スイーツが並んでいる冷蔵コーナーに、『新商品!栗とさつま芋の贅沢秋風味パフェ』と書かれたパッケージの秋らしさ満点のパフェを見つけ、思わず足を止める。
「もう秋か……」
忙しない日々を送っていたからか、季節の移ろいさえも気づかなかった。
街道の木々の色が変わりかけているなんて、注意してなきゃ分からないし、秋といえど暑い日がまだ続いている。
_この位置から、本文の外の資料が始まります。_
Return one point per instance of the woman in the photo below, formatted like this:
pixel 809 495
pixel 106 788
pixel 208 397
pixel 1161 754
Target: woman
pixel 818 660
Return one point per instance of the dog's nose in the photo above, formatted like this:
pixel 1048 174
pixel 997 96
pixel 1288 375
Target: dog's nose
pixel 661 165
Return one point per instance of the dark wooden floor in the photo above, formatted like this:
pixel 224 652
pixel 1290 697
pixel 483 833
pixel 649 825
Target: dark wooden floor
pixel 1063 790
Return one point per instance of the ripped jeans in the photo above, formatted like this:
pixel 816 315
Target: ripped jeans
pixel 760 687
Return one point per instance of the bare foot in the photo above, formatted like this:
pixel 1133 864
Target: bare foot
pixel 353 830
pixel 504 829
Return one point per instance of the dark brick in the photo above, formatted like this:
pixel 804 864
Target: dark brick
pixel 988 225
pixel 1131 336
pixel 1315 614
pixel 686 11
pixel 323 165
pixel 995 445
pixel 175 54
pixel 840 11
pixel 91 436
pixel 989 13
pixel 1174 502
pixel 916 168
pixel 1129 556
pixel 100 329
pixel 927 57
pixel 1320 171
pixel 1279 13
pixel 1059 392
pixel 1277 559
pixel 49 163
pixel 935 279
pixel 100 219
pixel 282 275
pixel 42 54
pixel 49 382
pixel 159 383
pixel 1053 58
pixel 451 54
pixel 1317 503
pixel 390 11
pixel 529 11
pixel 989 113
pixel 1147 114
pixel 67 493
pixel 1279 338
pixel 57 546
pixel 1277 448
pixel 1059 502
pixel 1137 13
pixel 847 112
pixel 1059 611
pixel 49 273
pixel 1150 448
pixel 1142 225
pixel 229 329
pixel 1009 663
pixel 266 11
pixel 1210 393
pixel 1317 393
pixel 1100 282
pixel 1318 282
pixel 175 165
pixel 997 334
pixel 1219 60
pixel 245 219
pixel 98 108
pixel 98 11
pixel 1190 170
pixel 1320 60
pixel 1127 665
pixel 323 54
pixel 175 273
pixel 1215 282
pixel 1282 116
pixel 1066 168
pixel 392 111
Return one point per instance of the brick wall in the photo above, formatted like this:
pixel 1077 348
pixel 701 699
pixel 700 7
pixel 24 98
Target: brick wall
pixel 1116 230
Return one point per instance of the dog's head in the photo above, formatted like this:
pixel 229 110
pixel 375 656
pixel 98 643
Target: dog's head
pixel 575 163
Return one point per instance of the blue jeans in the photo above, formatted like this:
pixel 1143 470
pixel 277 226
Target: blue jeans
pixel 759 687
自分は、コンビニの季節限定メニューを見て四季を感じる大人になってしまったのかと、少し落胆した。
「…アイツ食べるかな」
ふと、月島の顔が浮かぶ。
甘い物が好きな彼は、喜んで飛び付いてくるだろう。
俺はまったく食べないが、買い物カゴにそのパフェを1つだけ入れた。
今、宵は何してんのかな。
テストが終わった開放感から沢村たちと遊んでいるか、家でぐーすか寝ているのだろうな、と考える。
彼のことを考えると自然と顔が綻んでしまう。あわてて緩んだ口元を抑え、アルコール飲料のコーナーへと向かった。
─現在、彼の身に起きた出来事にも気付かずに。
「ごめんね、月島くん」
そして同時刻、月島は嘉音の肩にぐったりと凭れ、タクシーの車内にいた。